A APCEF/MG vem a público manifestar indignação diante do vídeo institucional recentemente divulgado pela CAIXA Vida e Previdência. A publicação, que tenta surfar na onda das “trends” de redes sociais para mostrar uma rotina leve e repleta de benefícios exclusivos, gerou uma merecida onda de revolta entre os empregados da CAIXA em todo o país. A repercussão negativa e o constrangimento foram tão imediatos que a subsidiária se apressou em apagar o vídeo de suas redes oficiais.

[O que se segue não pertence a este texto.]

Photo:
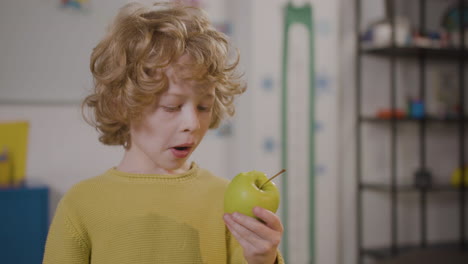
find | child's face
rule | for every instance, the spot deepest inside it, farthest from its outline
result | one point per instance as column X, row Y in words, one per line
column 171, row 130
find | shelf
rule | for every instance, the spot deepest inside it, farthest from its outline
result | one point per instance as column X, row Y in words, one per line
column 383, row 187
column 372, row 119
column 386, row 253
column 436, row 53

No entanto, o tiro saiu pela culatra: a gravação foi salva pela categoria e viralizou, expondo nacionalmente o abismo que separa a cúpula do banco de quem está no atendimento ao público.
Para quem está no chão de agência, o vídeo soa como um deboche. Enquanto a peça publicitária exibe mordomias, transporte exclusivo, massagem e um ambiente de trabalho sem sobressaltos, a realidade dos nossos colegas na rede de agências é marcada pelo adoecimento mental, metas abusivas, falta de pessoal, cobranças sufocantes e infraestrutura muitas vezes precária.

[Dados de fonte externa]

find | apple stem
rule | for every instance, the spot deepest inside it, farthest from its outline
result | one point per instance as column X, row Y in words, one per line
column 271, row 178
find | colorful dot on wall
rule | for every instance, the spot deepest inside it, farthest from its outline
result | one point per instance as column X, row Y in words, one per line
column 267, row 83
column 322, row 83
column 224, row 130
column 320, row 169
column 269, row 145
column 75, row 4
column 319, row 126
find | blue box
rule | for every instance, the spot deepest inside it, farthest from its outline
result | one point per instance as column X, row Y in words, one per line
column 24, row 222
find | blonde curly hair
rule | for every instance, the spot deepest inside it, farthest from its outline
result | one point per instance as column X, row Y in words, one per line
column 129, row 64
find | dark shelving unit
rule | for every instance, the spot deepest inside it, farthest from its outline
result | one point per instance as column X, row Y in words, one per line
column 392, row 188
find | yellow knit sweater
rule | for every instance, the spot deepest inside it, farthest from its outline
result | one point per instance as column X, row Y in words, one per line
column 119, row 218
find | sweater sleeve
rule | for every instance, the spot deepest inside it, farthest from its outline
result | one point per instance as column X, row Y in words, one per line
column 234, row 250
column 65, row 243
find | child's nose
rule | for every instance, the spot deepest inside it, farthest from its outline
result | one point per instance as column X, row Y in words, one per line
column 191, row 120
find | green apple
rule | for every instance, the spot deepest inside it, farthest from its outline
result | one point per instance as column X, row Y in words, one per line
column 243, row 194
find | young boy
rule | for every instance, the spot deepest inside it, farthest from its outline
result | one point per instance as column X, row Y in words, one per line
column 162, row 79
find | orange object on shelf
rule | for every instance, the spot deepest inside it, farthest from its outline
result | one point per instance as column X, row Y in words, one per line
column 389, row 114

É fundamental lembrar à direção do banco e de suas subsidiárias que o lucro recorde da CAIXA Seguridade não nasce por geração espontânea. Ele é fruto direto do suor, do esforço e do desgaste físico e emocional dos empregados da matriz e das agências, que vendem esses produtos na ponta, sob intensa pressão, defendendo o papel social e comercial da instituição.

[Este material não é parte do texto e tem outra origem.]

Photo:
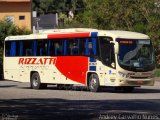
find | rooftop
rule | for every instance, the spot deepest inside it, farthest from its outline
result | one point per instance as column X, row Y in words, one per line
column 15, row 0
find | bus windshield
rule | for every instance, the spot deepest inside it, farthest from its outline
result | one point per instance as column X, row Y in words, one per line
column 136, row 55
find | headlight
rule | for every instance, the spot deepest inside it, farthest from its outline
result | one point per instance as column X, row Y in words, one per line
column 123, row 74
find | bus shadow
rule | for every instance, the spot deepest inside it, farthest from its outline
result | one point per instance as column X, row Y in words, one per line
column 64, row 109
column 7, row 86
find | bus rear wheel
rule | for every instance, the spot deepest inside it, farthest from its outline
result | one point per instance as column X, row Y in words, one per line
column 93, row 84
column 128, row 89
column 36, row 83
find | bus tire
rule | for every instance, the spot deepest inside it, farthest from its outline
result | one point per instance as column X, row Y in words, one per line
column 35, row 81
column 93, row 83
column 128, row 89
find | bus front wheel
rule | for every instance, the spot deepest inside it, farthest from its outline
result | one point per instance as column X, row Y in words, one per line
column 93, row 84
column 36, row 83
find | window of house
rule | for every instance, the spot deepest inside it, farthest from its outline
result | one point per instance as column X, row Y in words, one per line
column 22, row 17
column 9, row 19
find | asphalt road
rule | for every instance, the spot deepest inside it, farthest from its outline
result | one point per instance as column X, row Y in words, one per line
column 18, row 101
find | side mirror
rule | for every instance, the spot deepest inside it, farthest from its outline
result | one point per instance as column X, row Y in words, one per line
column 116, row 46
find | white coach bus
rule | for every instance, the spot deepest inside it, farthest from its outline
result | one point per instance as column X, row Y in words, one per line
column 80, row 56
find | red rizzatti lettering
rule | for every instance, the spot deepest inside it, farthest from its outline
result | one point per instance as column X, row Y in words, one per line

Causa ainda mais revolta perceber que, enquanto o conglomerado gasta recursos para promover uma “rotina ideal” em suas subsidiárias, os trabalhadores que realmente carregam o banco nas costas enfrentam as injustiças e distorções do SUPER CAIXA, com critérios de habilitação perversos e travas que impedem o reconhecimento financeiro justo de quem atinge os resultados.
A divulgação desse conteúdo demonstrou uma desconexão alarmante da gestão com o clima organizacional e uma total falta de empatia com a linha de frente. Não há espaço para romantizar a rotina do conglomerado nas redes sociais enquanto a saúde dos empregados das agências é negligenciada em nome de indicadores frios.
Exigimos respeito, responsabilidade institucional e, acima de tudo, isonomia e valorização real para todos os empregados da CAIXA. Menos marketing de ostentação, mais condições dignas de trabalho e valorização para quem verdadeiramente sustenta essa empresa.